On a assisté à une magnifique campagne des primaires du parti socialiste. Il s'agissait surtout d'occuper l'espace médiatique, l'essentiel n'étant pas le programme du candidat mais sa différence. On a fini par voter pour celui qui avait le moins de différences. Mais les heures d'antenne des candidats socialistes ont atteint jusqu'à 150% du volume de la majorité, explique la responsable du CSA, "soit trois fois plus que ce qui leur était permis". La mauvaise foi n'est pas en reste, quand le directeur de LCI, la chaîne d'information en continu de TF1, lui répond "pas facile... d'avoir l'oeil sur le chronomètre". TF1, que l'on reproche d'être acquise au Président! Qu'en serait-il dans le cas inverse? Même France Culture dans son billet matinal ironise sur ce dépassement, si intolérable quand il était dans l'autre sens. Le battage médiatique est lancé, avec en fond un rejet du Président qui n'aime que les riches alors que son concurrent ne les aime pas, et un besoin de justice sociale que la crise européenne amplifie.

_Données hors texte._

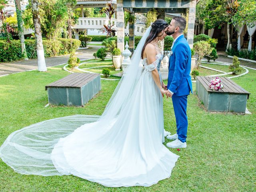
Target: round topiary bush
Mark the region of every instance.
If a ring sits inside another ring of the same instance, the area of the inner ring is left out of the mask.
[[[115,48],[112,52],[112,54],[113,56],[117,56],[121,55],[121,51],[118,48]]]
[[[79,40],[81,41],[81,47],[86,47],[92,38],[87,36],[80,36]]]
[[[107,78],[110,75],[110,70],[107,68],[103,69],[102,70],[102,74],[104,75],[104,77]]]
[[[196,77],[199,75],[199,72],[197,70],[193,70],[191,72],[191,75],[193,76],[194,79],[196,79]]]
[[[97,57],[101,59],[102,61],[105,60],[106,57],[107,56],[107,50],[105,48],[100,48],[97,51],[96,55]]]

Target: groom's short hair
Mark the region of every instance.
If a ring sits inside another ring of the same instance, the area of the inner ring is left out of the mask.
[[[187,24],[186,19],[185,19],[184,18],[179,16],[174,17],[172,18],[172,19],[175,20],[175,25],[176,26],[179,27],[180,28],[180,33],[183,33],[184,30],[186,28],[186,25]]]

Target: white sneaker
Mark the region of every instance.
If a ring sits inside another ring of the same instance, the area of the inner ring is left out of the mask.
[[[166,131],[165,129],[164,129],[164,134],[165,137],[166,137],[166,136],[171,134],[171,133],[170,133],[168,131]]]
[[[178,135],[176,133],[174,135],[168,135],[166,137],[166,138],[170,140],[176,140],[178,139]]]
[[[181,141],[177,139],[172,142],[167,143],[166,146],[171,148],[186,148],[187,147],[187,143],[182,143]]]

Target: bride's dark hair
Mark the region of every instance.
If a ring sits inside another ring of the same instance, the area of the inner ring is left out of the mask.
[[[148,38],[146,40],[145,44],[142,48],[142,50],[141,51],[141,58],[143,58],[143,52],[145,50],[145,48],[146,45],[153,41],[157,37],[160,37],[163,34],[160,34],[158,36],[158,34],[162,31],[165,29],[168,26],[168,24],[164,20],[159,19],[156,20],[154,23],[151,25],[152,28],[150,31],[150,33],[149,34]]]

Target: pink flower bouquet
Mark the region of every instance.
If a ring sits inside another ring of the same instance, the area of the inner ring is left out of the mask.
[[[216,77],[211,80],[211,82],[209,84],[209,87],[212,90],[218,91],[223,88],[223,85],[221,84],[221,81],[218,77]]]

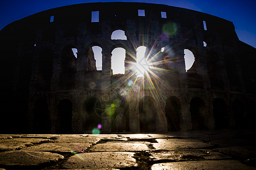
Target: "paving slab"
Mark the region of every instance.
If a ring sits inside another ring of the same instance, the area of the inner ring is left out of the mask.
[[[118,168],[136,167],[134,153],[104,152],[79,154],[69,158],[62,165],[64,169]]]
[[[233,160],[179,162],[154,164],[152,170],[158,169],[256,169]]]
[[[213,141],[209,142],[209,144],[214,144],[220,147],[226,147],[230,146],[255,146],[256,143],[256,141],[249,141],[242,139],[230,139],[229,140],[225,139],[220,139],[214,140]]]
[[[255,147],[229,147],[223,148],[216,148],[214,151],[217,151],[225,155],[229,155],[236,159],[247,159],[253,158],[256,155]]]
[[[156,150],[150,152],[154,160],[200,160],[232,159],[232,157],[210,150],[176,148],[173,150]]]
[[[203,142],[196,139],[157,139],[158,143],[152,143],[156,150],[173,150],[180,148],[207,148],[213,145]]]
[[[56,162],[64,156],[57,154],[28,151],[11,151],[0,153],[0,167],[39,166]]]
[[[61,135],[56,137],[56,142],[97,143],[100,139],[98,137],[86,135]]]
[[[82,153],[85,152],[91,146],[92,143],[55,142],[42,143],[24,148],[21,150],[57,152],[70,152],[75,151],[78,153]]]
[[[0,150],[16,150],[33,146],[35,143],[48,142],[52,140],[43,138],[11,138],[0,141]]]
[[[141,151],[149,148],[146,144],[139,143],[99,143],[89,148],[90,152],[113,152],[113,151]]]

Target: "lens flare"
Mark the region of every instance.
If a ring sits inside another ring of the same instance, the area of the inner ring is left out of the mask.
[[[112,116],[115,113],[115,109],[114,107],[109,106],[106,108],[105,111],[109,116]]]
[[[101,131],[98,128],[93,128],[92,133],[93,134],[100,134],[101,133]]]

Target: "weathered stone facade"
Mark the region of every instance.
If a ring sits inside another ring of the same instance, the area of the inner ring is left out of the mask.
[[[112,40],[116,30],[127,40]],[[254,128],[256,50],[225,19],[162,5],[84,3],[15,22],[0,37],[2,133]],[[150,69],[138,76],[141,46]],[[116,48],[126,52],[124,74],[112,70]],[[185,49],[195,58],[187,72]]]

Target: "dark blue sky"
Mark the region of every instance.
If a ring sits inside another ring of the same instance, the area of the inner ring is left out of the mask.
[[[77,3],[117,1],[164,4],[227,19],[233,23],[240,40],[256,48],[256,0],[1,0],[0,29],[15,20],[55,7]]]

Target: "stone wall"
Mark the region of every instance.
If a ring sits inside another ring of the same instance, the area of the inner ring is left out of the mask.
[[[126,39],[112,39],[117,30]],[[254,128],[255,49],[223,19],[161,5],[84,3],[15,22],[0,37],[3,133]],[[138,76],[142,46],[149,69]],[[125,74],[112,70],[117,48],[125,50]],[[187,72],[184,49],[195,57]]]

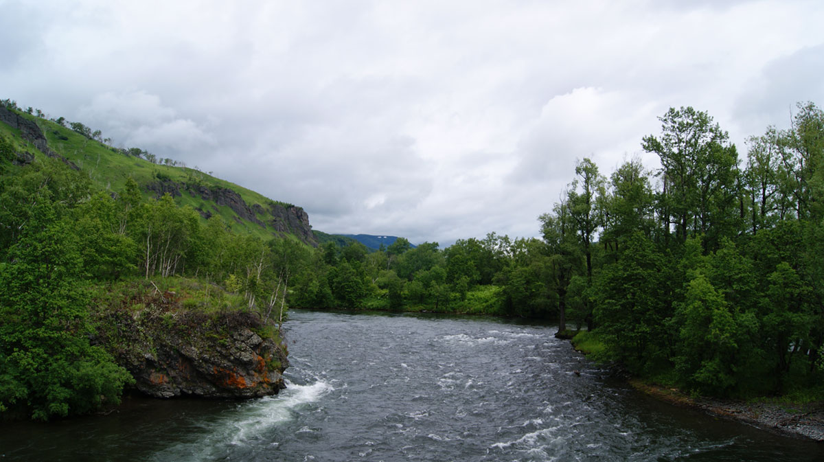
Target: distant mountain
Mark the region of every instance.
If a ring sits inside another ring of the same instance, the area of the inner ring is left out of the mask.
[[[343,237],[347,237],[349,239],[353,239],[358,242],[360,242],[363,245],[366,245],[369,249],[373,249],[377,250],[381,248],[382,245],[385,248],[389,247],[393,242],[398,240],[396,236],[386,236],[386,235],[371,235],[371,234],[338,234],[334,236],[340,236]],[[414,249],[415,246],[412,245]]]

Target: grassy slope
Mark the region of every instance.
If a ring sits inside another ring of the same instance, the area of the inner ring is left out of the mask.
[[[114,192],[121,191],[126,184],[126,180],[129,177],[134,179],[138,184],[143,188],[155,181],[156,175],[160,174],[176,183],[199,184],[211,189],[227,188],[232,189],[240,194],[250,207],[256,203],[266,209],[271,203],[279,203],[284,207],[292,205],[273,201],[255,191],[194,169],[156,165],[144,159],[122,154],[101,142],[88,139],[71,128],[19,111],[17,114],[35,121],[46,136],[49,146],[58,154],[74,162],[83,172],[88,175],[92,184],[101,189]],[[17,145],[18,151],[28,151],[34,153],[38,158],[44,156],[35,148],[32,143],[21,139],[19,130],[0,123],[0,134],[12,139]],[[63,138],[67,139],[63,139]],[[192,196],[185,190],[180,192],[182,195],[175,198],[175,202],[178,205],[189,205],[193,208],[200,208],[203,210],[211,211],[213,214],[222,217],[223,221],[236,233],[249,233],[267,239],[275,232],[274,229],[268,225],[266,228],[264,228],[243,219],[241,219],[241,222],[238,223],[236,220],[236,215],[228,207],[218,206],[213,201],[204,201],[199,196]],[[144,191],[143,194],[146,197],[151,196],[150,192]],[[266,217],[259,216],[258,217],[265,222]]]

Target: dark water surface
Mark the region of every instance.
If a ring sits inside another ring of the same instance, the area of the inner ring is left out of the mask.
[[[0,461],[824,460],[824,445],[647,398],[548,326],[293,311],[285,329],[279,396],[2,424]]]

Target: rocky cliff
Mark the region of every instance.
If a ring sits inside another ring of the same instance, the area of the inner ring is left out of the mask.
[[[101,311],[94,340],[132,374],[139,391],[255,398],[284,388],[286,343],[257,314],[187,310],[171,292],[124,305],[133,308]]]
[[[31,143],[35,145],[35,147],[39,149],[40,152],[43,152],[49,157],[60,160],[73,170],[80,170],[80,167],[75,165],[74,162],[69,161],[57,152],[54,152],[49,147],[46,143],[46,137],[43,134],[43,130],[40,130],[40,128],[37,126],[37,124],[26,119],[25,117],[20,116],[17,113],[4,106],[0,106],[0,122],[7,124],[12,128],[20,130],[21,138],[31,142]],[[34,156],[30,152],[17,152],[16,156],[17,159],[16,162],[18,165],[30,163],[34,159]]]
[[[235,212],[235,220],[238,222],[241,222],[241,219],[246,220],[260,227],[270,229],[273,233],[293,234],[306,244],[317,245],[317,240],[309,224],[309,215],[301,207],[274,201],[265,207],[257,203],[250,206],[236,191],[228,188],[179,183],[167,179],[153,181],[146,189],[154,193],[158,198],[165,194],[180,197],[185,191],[192,197],[228,207]],[[198,209],[198,212],[204,218],[210,217],[213,213],[213,211],[208,209]]]

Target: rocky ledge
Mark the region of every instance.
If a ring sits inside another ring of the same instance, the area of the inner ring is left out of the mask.
[[[735,420],[788,436],[824,441],[824,405],[787,406],[732,399],[694,398],[674,388],[630,380],[636,390],[677,406],[691,408],[720,418]]]
[[[137,301],[142,309],[101,314],[95,343],[143,394],[255,398],[285,387],[286,344],[255,313],[181,310],[171,292]]]

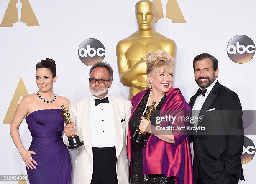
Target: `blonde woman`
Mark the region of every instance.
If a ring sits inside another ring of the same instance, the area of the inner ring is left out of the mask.
[[[149,88],[135,95],[127,139],[131,184],[194,184],[192,159],[187,135],[180,131],[158,135],[155,119],[143,117],[146,108],[156,102],[157,110],[189,111],[180,91],[172,87],[174,60],[160,50],[146,56]],[[145,146],[129,138],[138,128],[147,132]]]

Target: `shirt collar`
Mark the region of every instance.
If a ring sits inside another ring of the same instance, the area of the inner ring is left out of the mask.
[[[208,86],[207,88],[205,89],[207,89],[207,91],[206,91],[206,93],[209,93],[210,92],[211,92],[211,91],[212,89],[212,88],[213,88],[213,86],[214,86],[214,85],[215,85],[215,84],[216,84],[216,83],[217,83],[217,81],[218,81],[218,80],[215,79],[215,81],[213,81],[213,82],[212,83],[212,84],[211,84],[210,86]],[[202,88],[201,88],[201,89],[202,90]]]
[[[100,98],[97,98],[96,96],[95,96],[94,95],[92,94],[92,93],[91,94],[91,97],[92,98],[92,99],[94,100],[95,99],[99,99],[101,100]],[[109,98],[109,95],[108,95],[108,93],[107,93],[107,95],[104,96],[102,99],[105,98],[107,98],[107,97],[108,97]]]

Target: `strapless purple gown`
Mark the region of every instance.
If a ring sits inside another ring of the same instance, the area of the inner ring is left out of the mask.
[[[71,161],[61,135],[64,121],[60,109],[35,111],[26,120],[33,139],[29,150],[37,162],[36,168],[27,169],[30,184],[70,184]]]

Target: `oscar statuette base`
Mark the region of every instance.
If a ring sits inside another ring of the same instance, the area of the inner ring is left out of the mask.
[[[137,143],[145,144],[146,143],[144,140],[146,136],[146,134],[145,132],[143,132],[138,130],[137,130],[134,132],[133,136],[130,137],[130,139]]]
[[[68,138],[69,146],[68,146],[68,149],[71,149],[80,147],[84,144],[82,141],[80,141],[79,136],[77,135],[74,135]]]

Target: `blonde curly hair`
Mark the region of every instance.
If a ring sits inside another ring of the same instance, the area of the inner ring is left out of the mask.
[[[174,59],[169,54],[161,50],[156,52],[152,51],[148,53],[146,57],[147,61],[148,85],[150,85],[149,78],[153,73],[159,73],[161,68],[164,68],[164,72],[167,71],[173,75],[174,73]]]

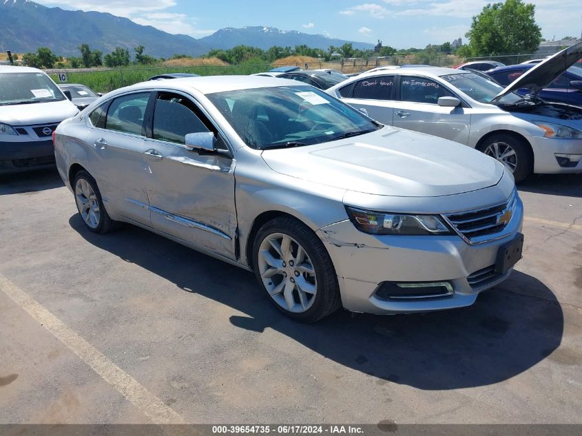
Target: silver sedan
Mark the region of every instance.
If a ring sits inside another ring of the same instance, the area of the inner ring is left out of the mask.
[[[582,108],[537,92],[580,58],[582,43],[546,59],[506,89],[479,72],[426,67],[364,73],[327,90],[385,124],[469,145],[517,181],[531,173],[582,172]],[[530,96],[512,92],[530,88]]]
[[[502,165],[294,81],[138,83],[61,123],[54,146],[88,229],[129,222],[253,271],[302,321],[468,306],[521,258]]]

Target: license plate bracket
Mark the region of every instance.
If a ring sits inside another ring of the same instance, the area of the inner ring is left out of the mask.
[[[512,241],[502,245],[497,250],[495,273],[504,274],[521,258],[523,249],[523,235],[521,233]]]

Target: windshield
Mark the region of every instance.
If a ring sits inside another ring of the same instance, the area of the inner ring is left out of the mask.
[[[50,79],[41,72],[0,74],[0,105],[65,100]]]
[[[311,86],[239,90],[207,96],[252,148],[319,144],[382,125]]]
[[[576,74],[576,76],[582,77],[582,68],[581,68],[580,67],[570,67],[570,68],[566,70],[566,71],[570,73],[572,73],[572,74]]]
[[[459,91],[462,91],[479,103],[491,103],[495,96],[505,89],[503,86],[475,73],[447,74],[441,76],[441,79],[446,80]],[[510,92],[496,103],[501,105],[511,105],[523,99],[523,97],[517,94]]]
[[[99,96],[85,86],[63,86],[61,89],[63,91],[70,91],[73,98]]]

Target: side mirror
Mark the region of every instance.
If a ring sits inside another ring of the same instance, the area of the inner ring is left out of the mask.
[[[216,151],[216,137],[211,132],[186,134],[185,141],[189,150]]]
[[[573,80],[570,83],[570,87],[582,90],[582,80]]]
[[[461,104],[461,101],[457,97],[439,97],[439,106],[445,107],[457,107]]]

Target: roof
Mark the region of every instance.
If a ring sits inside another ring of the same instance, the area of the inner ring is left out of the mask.
[[[0,73],[17,73],[17,72],[43,72],[38,68],[30,67],[15,67],[14,65],[0,65]]]
[[[297,86],[297,81],[267,77],[264,76],[205,76],[184,77],[169,81],[148,81],[121,88],[116,91],[148,90],[156,88],[173,89],[188,92],[192,90],[201,94],[212,94],[225,91],[249,90],[275,86]]]

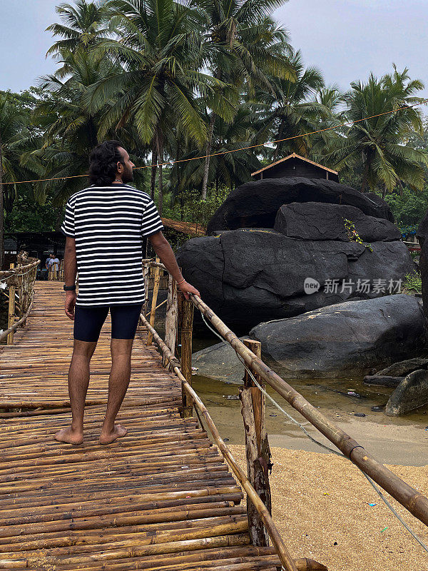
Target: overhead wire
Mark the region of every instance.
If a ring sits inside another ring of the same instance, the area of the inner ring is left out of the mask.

Dans un livre publié aux éditions rue d'Ulm et récompensé d'un prix d'économie, "la société de défiance", les auteurs montrent que le besoin de justice sociale en France n'est pas lié à une politique de droite ou de gauche mais à une défiance des Français envers leurs concitoyens et leurs institutions. Les auteurs rapportent les résultats d'enquêtes internationales révélant que les Français ont moins confiance que la plupart des habitants des pays riches en leur justice, leur parlement et leurs syndicats, mais pire, qu'on ne peut arriver au sommet sans être corrompu. MM Algan et Cahuc expliquent ainsi cette particularité française:
Après la Seconde Guerre mondiale, le modèle social français s’est construit sur des bases corporatistes et étatistes. Le corporatisme, qui consiste à octroyer des droits sociaux associés au statut et à la profession, institutionnalise la segmentation des relations sociales. Il crée un enchevêtrement de dispositifs particuliers à chaque corps qui favorise la recherche de rentes et entretient la suspicion mutuelle. L’étatisme, qui consiste à réglementer l’ensemble des domaines économiques et sociaux dans leurs moindres détails, vide le dialogue social de son contenu, entrave la concurrence et favorise la corruption. Le mélange de corporatisme et d’étatisme est au cœur du cercle vicieux de la défiance actuelle et des dysfonctionnements de notre modèle économique et social. Le bon fonctionnement des marchés et des échanges requiert une confiance mutuelle et le respect de règles. Adam Smith avait déjà souligné le rôle indispensable des relations de confiance et des normes morales comme socle de l’économie de marché, dans son ouvrage publié en 1759, "The Theory of Moral Sentiments". Par conséquent, le manque de confiance pousse les Français à se défier de l’économie de marché, etc...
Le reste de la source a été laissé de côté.